Compensation bands (2026)
| Market | Base | Equity |
|---|---|---|
| UK pre-seed | £110k–£140k | 1.0%–2.0% |
| UK seed | £130k–£160k | 0.75%–1.5% |
| US pre-seed | $160k–$200k | 1.0%–3.0% |
| US seed | $180k–$220k | 0.75%–2.0% |
| EU (Berlin/Amsterdam/Paris) | €90k–€130k | 0.75%–1.75% |
Copy-paste JD template
**Founding Engineer at [Company]** [One sentence on the market and why now.] **About the role** You will be our first engineering hire. You will own the stack end to end, ship the first version of [core product] to real users, and set the bar for every engineer who joins after you. **In your first 90 days you will** - Ship [specific first project] to production and to design partners. - Set the CI/CD, observability, and on-call foundations. - Sit in on customer calls with the founders and turn the top three requests into shipped changes. **You are a great fit if you** - Have shipped a real product from zero at a previous startup or side project. - Read and write clean [language/framework] and reason about systems as well as UI. - Move fast without waiting for a formal spec. **You will love this if you want** - A whole-product scope, not a narrow ticket queue. - Direct customer contact and product influence. - Real equity: [x.x]%–[y.y]% with double-trigger acceleration. **Compensation** [Base] + [equity] + [benefits]. **Location** [Remote / London / New York / hybrid], with quarterly meet-ups.

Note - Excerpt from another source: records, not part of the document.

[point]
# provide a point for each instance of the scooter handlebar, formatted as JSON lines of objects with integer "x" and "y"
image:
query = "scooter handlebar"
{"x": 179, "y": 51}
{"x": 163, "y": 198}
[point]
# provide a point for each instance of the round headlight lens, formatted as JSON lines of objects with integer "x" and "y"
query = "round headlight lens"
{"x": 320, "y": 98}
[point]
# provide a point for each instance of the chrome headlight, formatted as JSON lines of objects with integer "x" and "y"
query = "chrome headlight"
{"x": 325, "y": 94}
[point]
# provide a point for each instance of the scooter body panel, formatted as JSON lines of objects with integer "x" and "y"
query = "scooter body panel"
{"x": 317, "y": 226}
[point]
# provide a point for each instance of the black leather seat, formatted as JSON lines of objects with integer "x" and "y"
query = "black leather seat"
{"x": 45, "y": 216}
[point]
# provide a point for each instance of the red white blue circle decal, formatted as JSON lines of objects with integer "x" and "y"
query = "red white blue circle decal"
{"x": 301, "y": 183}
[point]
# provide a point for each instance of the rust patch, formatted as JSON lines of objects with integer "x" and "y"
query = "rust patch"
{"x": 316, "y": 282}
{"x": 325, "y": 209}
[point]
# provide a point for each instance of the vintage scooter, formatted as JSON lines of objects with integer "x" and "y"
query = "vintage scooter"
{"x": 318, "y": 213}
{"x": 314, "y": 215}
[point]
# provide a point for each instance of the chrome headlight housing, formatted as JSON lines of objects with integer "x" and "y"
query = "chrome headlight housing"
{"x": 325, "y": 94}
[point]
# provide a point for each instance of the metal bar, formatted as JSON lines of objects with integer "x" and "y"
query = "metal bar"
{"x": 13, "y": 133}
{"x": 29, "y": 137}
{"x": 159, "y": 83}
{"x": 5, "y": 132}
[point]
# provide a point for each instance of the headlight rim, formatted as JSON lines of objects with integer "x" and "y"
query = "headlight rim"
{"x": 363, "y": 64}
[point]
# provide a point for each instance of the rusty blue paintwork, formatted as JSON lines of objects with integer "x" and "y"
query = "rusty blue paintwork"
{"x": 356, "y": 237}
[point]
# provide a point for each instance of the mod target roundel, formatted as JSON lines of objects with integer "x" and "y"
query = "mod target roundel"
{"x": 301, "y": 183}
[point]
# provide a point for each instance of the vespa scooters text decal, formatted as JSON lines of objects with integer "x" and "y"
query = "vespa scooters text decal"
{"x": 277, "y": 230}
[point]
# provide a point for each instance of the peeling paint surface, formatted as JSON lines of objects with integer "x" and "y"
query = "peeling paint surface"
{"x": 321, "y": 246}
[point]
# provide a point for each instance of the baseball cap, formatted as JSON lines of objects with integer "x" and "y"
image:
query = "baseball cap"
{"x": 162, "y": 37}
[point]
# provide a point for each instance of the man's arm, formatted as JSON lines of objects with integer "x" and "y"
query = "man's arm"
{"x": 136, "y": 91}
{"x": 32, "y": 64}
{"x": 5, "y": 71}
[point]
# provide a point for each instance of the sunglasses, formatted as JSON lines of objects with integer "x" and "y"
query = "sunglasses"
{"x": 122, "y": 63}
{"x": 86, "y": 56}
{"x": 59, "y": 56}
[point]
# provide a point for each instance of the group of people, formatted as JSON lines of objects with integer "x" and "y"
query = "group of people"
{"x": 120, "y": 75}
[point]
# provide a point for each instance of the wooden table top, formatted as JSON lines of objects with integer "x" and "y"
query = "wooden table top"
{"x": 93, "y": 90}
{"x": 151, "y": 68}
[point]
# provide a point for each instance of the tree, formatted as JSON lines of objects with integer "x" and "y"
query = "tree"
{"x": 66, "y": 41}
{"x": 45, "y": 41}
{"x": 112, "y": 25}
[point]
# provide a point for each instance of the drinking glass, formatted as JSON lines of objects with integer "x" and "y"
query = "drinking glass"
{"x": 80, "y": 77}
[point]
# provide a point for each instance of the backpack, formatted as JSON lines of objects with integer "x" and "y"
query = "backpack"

Frequently asked questions
Should I use a recruiter for my founding engineer?
Almost never. Founding engineers respond to founders, not third parties. If you use anyone, use a sourcing specialist who hands you warm intros and lets you own the conversation from message one.
How long should the whole process take?
Two calendar weeks from first message to offer for a senior candidate. Three weeks is the outer limit before top candidates disengage.